John Willson was among the earliest settlers of Ridgetown, Ontario, when he arrived in 1833. He and his brother Crowell farmed adjacent 100-acre lots just east of the new town. Life was hard on this cold, rocky and forested land; new settlers had to build their own homes and barns, and clear the land for crops. To add to their challenges, the settlers were menaced by bears and wolves.
Years later, Crowell told stories about two of his encounters with Ontario wildlife in an 1882 interview with the New Kent Plaindealer. In his words:
"We could hear the wolves commence howling about sundown from what is now the most populous part of Ridgetown. I was living where Daniel Willson lives now [John's son]. I heard my brother John's hogs squealing in the pen on his place one night in the fall. I roused John; we took a lantern and opened the door. It was a very dark night but by the light we saw a huge bear. It had dragged over the eight rail fence which formed the pen and into the road clearing a heavy 200-pound hog not yet dead. I discharged my gun loaded with fine shot at the bear and killed it. James Simmons was with us and had a gun but it did not go off.
"One year in October I took a job of building a house for Mr. Richard Boothroyd on the sixth concession. I had with me a yoke of oxen and tied them outside the new house I was working on. I slept at night inside, and the wolves became very noisy outside. I was alone and I got on the roof and tried to make noise enough by pounding with an axe to keep off the wolves from the cattle, but at last finding that they would take the cattle in spite of me I took them inside. The wolves howled around the building till daylight in rage and disappointment."
John and Crowell farms were both land grants from the English Crown. For more than 80 years after the end of the American Revolution, the English encouraged settlement in Ontario by giving land to Canadians, Loyalist Americans and English immigrants in 100- and 200-acre parcels. To get the land you had to pay a settlement fee, and swear allegiance to the King. The English plan was to populate Canada with loyal British subjects as a bulwark against any future expansionist ambitions by the United States. Evidently, the plan worked.

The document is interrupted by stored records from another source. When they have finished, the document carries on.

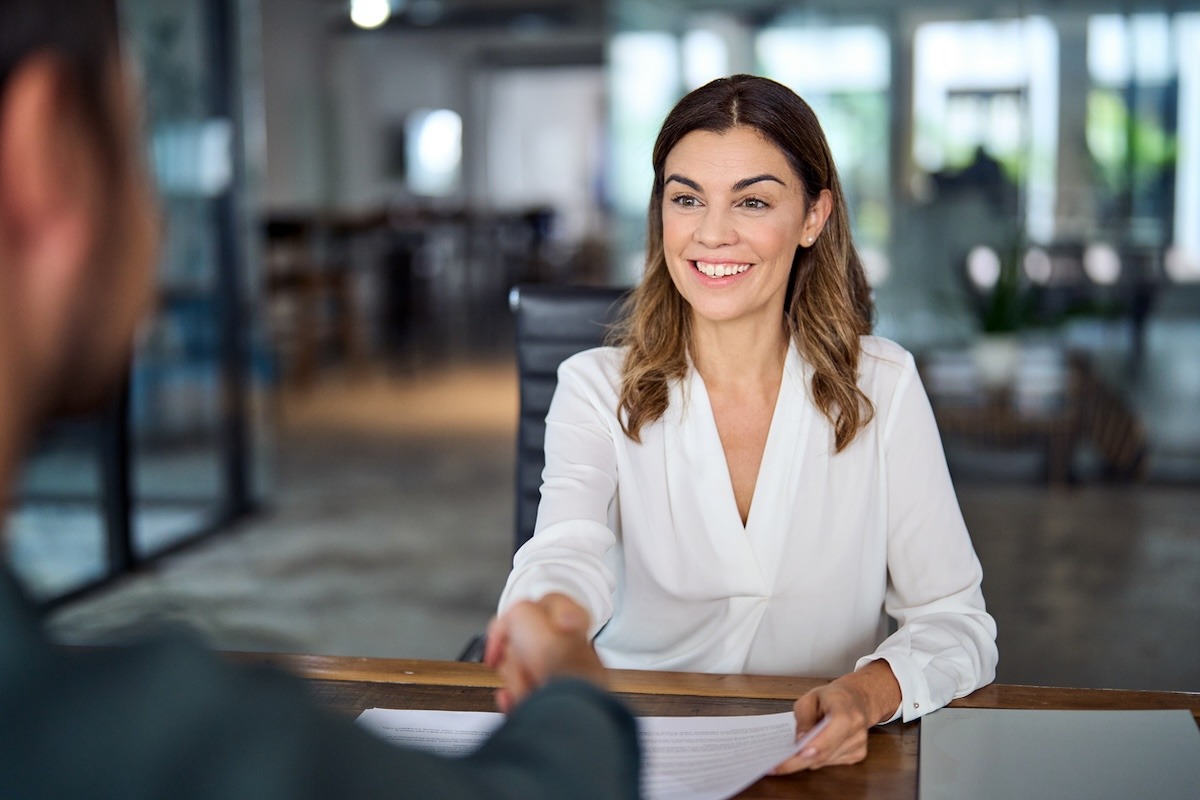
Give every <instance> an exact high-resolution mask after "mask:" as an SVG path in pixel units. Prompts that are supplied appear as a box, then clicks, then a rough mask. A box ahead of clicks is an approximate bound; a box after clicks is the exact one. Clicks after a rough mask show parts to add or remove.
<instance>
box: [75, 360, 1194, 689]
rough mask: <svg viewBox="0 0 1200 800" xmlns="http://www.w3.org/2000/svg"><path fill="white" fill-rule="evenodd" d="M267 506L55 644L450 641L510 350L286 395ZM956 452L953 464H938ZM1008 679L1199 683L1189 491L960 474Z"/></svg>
mask: <svg viewBox="0 0 1200 800" xmlns="http://www.w3.org/2000/svg"><path fill="white" fill-rule="evenodd" d="M278 419H280V421H281V425H280V429H278V435H277V456H276V458H277V467H276V474H277V486H276V489H275V493H274V501H272V505H271V507H270V509H266V510H264V511H263V512H260V513H258V515H257V516H254V517H253V518H250V519H247V521H245V522H244V523H241V524H239V525H238V527H236V528H234V529H232V530H228V531H223V533H221V534H218V535H215V536H212V537H211V539H209V540H206V541H204V542H202V543H199V545H197V546H194V547H192V548H190V549H187V551H185V552H181V553H179V554H176V555H174V557H170V558H169V559H167V560H163V561H161V563H158V564H157V565H155V566H154V567H151V569H149V570H146V571H144V572H142V573H138V575H136V576H133V577H131V578H128V579H125V581H122V582H120V583H119V584H116V585H114V587H112V588H109V589H107V590H104V591H102V593H101V594H97V595H94V596H90V597H88V599H85V600H83V601H79V602H76V603H73V604H71V606H68V607H66V608H62V609H60V610H59V612H56V613H55V615H54V616H53V619H52V626H53V628H54V630H55V631H56V633H58V634H59V636H60V637H61V638H62V639H65V640H71V642H110V640H115V639H120V638H122V637H126V636H130V634H131V633H136V632H137V631H139V630H143V628H146V627H152V626H157V625H162V624H181V625H188V626H192V627H194V628H196V630H198V631H199V632H200V633H202V634H203V636H204V637H205V638H206V639H208V640H209V642H210V643H211V644H212V645H214V646H217V648H223V649H244V650H278V651H302V652H326V654H348V655H371V656H401V657H428V658H452V657H455V656H456V655H457V652H458V651H460V649H461V648H462V645H463V644H464V643H466V642H467V639H468V638H469V637H470V636H472V634H473V633H475V632H478V631H479V630H481V628H482V626H484V625H485V624H486V620H487V619H488V616H490V614H491V612H492V609H493V604H494V602H496V597H497V596H498V594H499V590H500V587H502V585H503V582H504V578H505V575H506V572H508V567H509V557H510V552H509V548H510V541H511V527H512V492H514V489H512V450H514V420H515V419H516V385H515V379H514V375H512V367H511V365H510V363H506V362H503V363H493V365H484V366H460V367H455V368H444V369H440V371H437V372H426V373H421V374H419V375H415V377H410V378H407V379H389V378H367V379H358V380H354V381H350V380H346V381H340V380H326V381H325V383H323V384H322V385H320V386H318V387H316V389H313V390H311V391H307V392H293V393H287V395H284V396H282V397H281V398H280V404H278ZM953 467H954V462H953V461H952V468H953ZM956 485H958V491H959V498H960V503H961V505H962V510H964V515H965V516H966V519H967V524H968V527H970V529H971V531H972V536H973V539H974V542H976V547H977V549H978V552H979V557H980V560H982V561H983V564H984V576H985V578H984V593H985V596H986V599H988V603H989V608H990V609H991V610H992V613H994V614H995V616H996V619H997V622H998V626H1000V651H1001V661H1000V670H998V672H1000V674H998V680H1001V681H1004V682H1022V684H1044V685H1073V686H1090V687H1130V688H1159V690H1184V691H1200V522H1198V521H1200V488H1198V487H1196V486H1194V485H1151V486H1128V485H1085V486H1079V487H1074V488H1066V489H1046V488H1044V487H1043V486H1042V485H1040V483H1039V482H1038V481H1037V480H1020V477H1015V479H1014V477H1013V476H1012V475H1007V476H1006V477H1004V479H1003V480H991V479H988V476H986V475H980V474H979V471H978V470H973V471H970V470H960V471H956Z"/></svg>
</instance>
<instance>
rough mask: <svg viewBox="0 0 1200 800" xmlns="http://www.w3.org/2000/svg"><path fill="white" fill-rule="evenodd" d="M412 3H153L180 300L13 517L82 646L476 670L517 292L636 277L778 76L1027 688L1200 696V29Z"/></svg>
mask: <svg viewBox="0 0 1200 800" xmlns="http://www.w3.org/2000/svg"><path fill="white" fill-rule="evenodd" d="M352 6H353V7H352ZM383 6H385V7H386V11H388V12H389V14H390V16H389V17H388V18H386V19H385V20H383V22H380V20H379V18H380V17H383V16H384V14H383V8H382V7H380V2H378V1H377V2H371V1H370V0H359V1H358V2H355V4H350V2H346V1H343V0H336V1H335V0H258V1H254V0H192V1H184V0H173V1H169V2H151V1H150V0H125V1H124V2H122V12H124V16H125V24H126V29H127V30H128V32H130V36H131V42H132V43H133V48H134V50H136V52H137V55H138V59H139V61H140V64H142V67H143V78H144V82H145V94H146V102H148V106H149V110H150V113H149V122H148V137H146V138H148V148H146V149H148V156H149V158H150V160H151V162H152V164H154V170H155V174H156V178H157V181H158V186H160V191H161V194H162V198H163V204H164V207H166V211H167V221H168V231H167V243H166V247H164V252H163V257H162V265H161V271H160V276H161V277H160V285H161V291H160V303H158V307H157V309H156V312H155V314H154V318H152V320H151V321H150V323H149V324H148V326H146V331H145V337H144V338H143V341H142V342H140V343H139V348H138V353H137V355H136V357H134V361H133V363H132V366H131V371H130V379H128V381H127V384H126V386H125V390H124V391H122V393H121V396H120V397H118V398H116V399H115V401H114V403H113V405H112V408H109V409H106V410H104V411H103V413H102V414H100V415H97V416H96V417H94V419H88V420H76V421H72V422H70V423H64V425H59V426H55V427H54V428H53V429H50V431H47V432H46V433H44V435H43V437H42V438H41V440H40V441H38V443H37V446H36V449H35V451H34V453H32V457H31V459H30V462H29V464H28V468H26V470H25V473H24V475H23V476H22V481H20V483H19V486H18V487H17V489H16V492H14V498H13V499H14V507H13V510H12V512H11V513H10V517H8V521H7V524H8V554H7V555H8V559H10V561H11V563H12V564H13V565H14V566H16V569H17V570H18V572H19V573H20V575H22V576H23V577H24V578H25V581H26V583H28V584H29V587H30V588H31V590H32V591H34V593H35V594H36V595H37V596H40V597H41V599H43V601H44V602H46V603H47V606H48V607H49V608H50V609H52V612H53V616H52V620H53V625H54V627H55V630H56V631H58V632H59V634H60V636H61V637H62V638H64V639H66V640H72V642H110V640H118V639H120V638H124V637H126V636H128V634H131V633H132V632H136V631H138V630H143V628H146V627H150V626H154V625H158V624H163V622H167V624H182V625H188V626H192V627H194V628H196V630H198V631H199V632H200V633H202V634H203V636H205V637H206V638H208V639H209V640H210V642H211V643H212V644H214V645H216V646H221V648H228V649H250V650H259V649H262V650H287V651H308V652H338V654H354V655H395V656H413V657H454V656H455V655H456V654H457V651H458V648H460V646H461V645H462V644H464V643H466V640H467V638H469V636H470V634H472V633H474V632H476V631H478V630H479V628H481V627H482V625H484V624H485V622H486V619H487V616H488V614H490V613H491V609H492V607H493V604H494V601H496V597H497V596H498V593H499V589H500V587H502V585H503V581H504V576H505V575H506V570H508V564H509V557H510V552H509V542H510V541H511V525H512V512H514V503H512V495H514V492H512V481H514V474H512V467H514V458H515V428H516V414H517V396H516V380H515V365H514V359H512V344H511V338H512V330H511V317H510V314H509V311H508V306H506V296H508V290H509V288H510V287H511V285H514V284H515V283H520V282H542V283H545V282H559V283H611V284H628V283H630V282H632V281H635V279H636V276H637V272H638V270H640V261H641V253H642V247H643V239H642V237H643V235H644V212H646V199H647V197H648V188H649V166H648V161H649V149H650V144H652V143H653V137H654V134H655V132H656V128H658V125H659V122H660V121H661V119H662V116H664V115H665V113H666V112H667V109H668V108H670V107H671V104H672V103H673V102H674V101H676V100H677V98H678V97H679V96H680V95H682V94H683V92H684V91H686V90H688V89H690V88H692V86H695V85H700V84H701V83H703V82H706V80H708V79H710V78H713V77H716V76H720V74H726V73H730V72H739V71H745V72H756V73H761V74H767V76H770V77H774V78H776V79H779V80H781V82H784V83H786V84H788V85H790V86H792V88H793V89H796V90H797V91H798V92H799V94H800V95H802V96H804V97H805V98H806V100H809V102H810V103H811V104H812V106H814V108H815V109H816V110H817V114H818V116H820V118H821V120H822V124H823V126H824V128H826V132H827V134H828V137H829V139H830V142H832V145H833V148H834V152H835V157H836V158H838V162H839V169H840V172H841V176H842V180H844V184H845V185H846V188H847V193H848V199H850V203H851V210H852V215H853V221H854V228H856V236H857V241H858V243H859V246H860V248H862V252H863V255H864V259H865V261H866V265H868V267H869V272H870V276H871V281H872V285H874V288H875V293H876V302H877V307H878V323H877V331H878V332H880V333H882V335H884V336H889V337H892V338H895V339H896V341H899V342H901V343H902V344H905V345H906V347H908V348H910V349H911V350H913V351H914V354H917V355H918V357H919V360H920V363H922V369H923V375H924V379H925V383H926V386H928V389H929V391H930V393H931V396H932V398H934V401H935V405H936V408H937V410H938V417H940V423H941V425H942V431H943V441H944V444H946V447H947V452H948V457H949V461H950V467H952V471H953V474H954V477H955V483H956V488H958V491H959V495H960V500H961V503H962V506H964V512H965V515H966V517H967V523H968V527H970V528H971V531H972V536H973V539H974V542H976V547H977V549H978V551H979V554H980V558H982V560H983V563H984V570H985V583H984V591H985V595H986V596H988V600H989V604H990V608H991V610H992V612H994V613H995V615H996V616H997V621H998V622H1000V627H1001V633H1000V645H1001V666H1000V678H1001V680H1004V681H1009V682H1038V684H1051V685H1079V686H1122V687H1144V688H1174V690H1190V691H1198V690H1200V523H1198V522H1196V521H1198V519H1200V4H1195V2H1171V4H1164V2H1159V4H1154V2H1121V4H1117V2H1102V1H1088V0H1070V1H1068V0H1061V1H1057V2H1049V1H1046V2H1012V4H1003V2H1001V4H994V2H992V4H983V2H954V4H949V2H937V1H932V0H931V1H924V0H917V1H912V2H884V1H883V0H877V1H876V0H853V1H848V2H847V1H842V2H794V4H787V2H766V1H757V0H724V1H720V0H712V1H706V2H684V1H683V0H678V1H672V0H659V1H656V2H634V1H632V0H608V1H602V0H589V1H587V2H571V1H568V0H557V1H554V0H391V2H390V4H383ZM372 13H374V14H376V17H374V19H372ZM376 23H378V25H377V26H374V28H367V26H364V25H372V24H376Z"/></svg>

John Willson constructed his own home, which he called Sprucehurst, and added to it over the years. It came to be known as the finest residence in Kent County. John's son Daniel lived there as well with his family, and Daniel's daughter Annie Willson was born there in 1870. Annie moved to Chicago after marrying R.J. Bonner in 1894, but she returned to Sprucehurst to have all three of her children. Sprucehurst remained in the Willson family until 1953 when it was sold to the Province of Ontario. The home and adjoining farm became part of the Experimental Farm of the Ridgetown College of Agricultural Technology, and its owner at the time, J. Harold Willson, became Dean of the College.